The first is that his attempt to jump-start the economy fails. There is a clear threat that the £12.5 billion cut in VAT is not enough to lure wary consumers to carry on spending. Even if it does, this will only limit the scale of a recession that could be much worse than yesterday’s forecasts. Yet the vast amounts that the Chancellor now intends to borrow leave no scope for further stimulus.
The second, big risk is that these massive borrowing totals trigger a scare in the financial markets that only worsens the economy’s plight.
Before yesterday economists cautioned that it was vital that Mr Darling map out a credible strategy to restore the public finances to a sustainable state through future spending curbs and tax increases.
We saw a little of that yesterday – but only a little. For all the trumpeting of the Government’s decision to raise the tax rate for the most well-off to 45 per cent, this move is set to bring in only a helpful but modest £1.6 billion a year. Markets are also likely to find it unconvincing that out of £4.8 billion of belt-tightening that Mr Darling intends in 2010-11, and a further £7.5 billion in 2011-12, in each year some £5 billion is intended to come from extra efficiency savings in the public sector. Past Treasury attempts to rely on cost-cutting of this kind have seen such savings prove elusive. The Treasury is also likely to find it politically and economically testing to stick to an eyewatering squeeze on public spending growth now pencilled in for after the next election.

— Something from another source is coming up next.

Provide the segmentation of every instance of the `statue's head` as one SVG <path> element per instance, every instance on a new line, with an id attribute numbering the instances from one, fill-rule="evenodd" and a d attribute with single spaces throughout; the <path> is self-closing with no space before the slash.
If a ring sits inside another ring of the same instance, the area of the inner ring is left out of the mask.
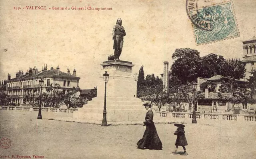
<path id="1" fill-rule="evenodd" d="M 122 26 L 122 19 L 118 18 L 116 20 L 116 24 L 119 24 Z"/>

The inescapable conclusion is that after yesterday’s tax giveaway a much larger “takeaway” of tax rises looms in the postelection future. Unavoidably, those tax rises will also mean that the recovery from recession will be markedly weaker than it would otherwise be, imposing a heavy long-term price.
In the meantime, Mr Darling can only pray that his big gamble yesterday pays off. If it turns sour, then the moment that the Chancellor put it all on red will end up being a truly black day for the Government.